Saturday, July 21, 2007

mycotoxins in GM foods

Genetic modification (GM) has been promoted as a means of preventing mycotoxin contamination. Insect-resistant crops are genetically modified with genetic material from a naturally occurring soil-borne bacterium, Bacillus thuringiensis that produces a protein that is toxic to certain insect pests. BT crops have been shown to be non toxin to humans and safe for consumption, it is both beneficial for the environment and for farmers.

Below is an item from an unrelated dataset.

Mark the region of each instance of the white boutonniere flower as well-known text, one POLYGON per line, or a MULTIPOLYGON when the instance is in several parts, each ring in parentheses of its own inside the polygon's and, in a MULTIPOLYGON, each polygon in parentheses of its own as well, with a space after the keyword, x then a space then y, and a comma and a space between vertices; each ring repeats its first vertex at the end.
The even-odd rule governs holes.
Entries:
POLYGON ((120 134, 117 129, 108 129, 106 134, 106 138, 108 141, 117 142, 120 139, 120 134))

The fumonisins, a family of food-borne carcinogenic mycotoxins, are isolated from cultures of F. verticillioides. The fungus Fusarium verticillioides is one of the most prevalent seed-borne fungi associated with maize intended for human and animal consumption throughout the world. They cause liver disease and cancer in rodents and are considered possible risk factors for cancer in man. The recommended daily intake of fumonisins is 0.5μg per person a day

The mycotoxin aflatoxin B1 (AFB1), which is produced by the fungus Aspergillus flavus that grows on peanuts before or after harvesting and under poor storage conditions. AFB1 is classified as a carcinogen - a substance that can cause cancer in humans. The mycotoxin aflatoxin B1 (AFB1), which is produced by the fungus Aspergillus flavus that grows on peanuts before or after harvesting and under poor storage conditions. AFB1 is classified as a carcinogen - a substance that can cause cancer in humans. The FDA recommended intake of aflatoxin is 20 ppb for humans, immature animals (including poultry) and all dairy animals, 100 ppb for breeding beef cattle, swine and mature poultry, 200 ppb for finishing swine (100 pounds and up) and 300 ppb for feeder cattle

Another mycotoxin is patulin - this is a toxic secondary metabolite that is produced by a number of fungi, most important of which is Penicillium expansum. This fungus is a well-known post-harvest pathogen that causes ‘blue mould rot’ or ‘soft’ rots' in apples. Patulin has been shown to possess mutagenic properties (can cause damage to the genetic material of cells), and to cause immunotoxic, neurotoxic and gastro-intestinal effects in rodents. Recommended specifications are that patulin levels should not exceed 50 parts per billion (μg/L) in products intended for human consumption.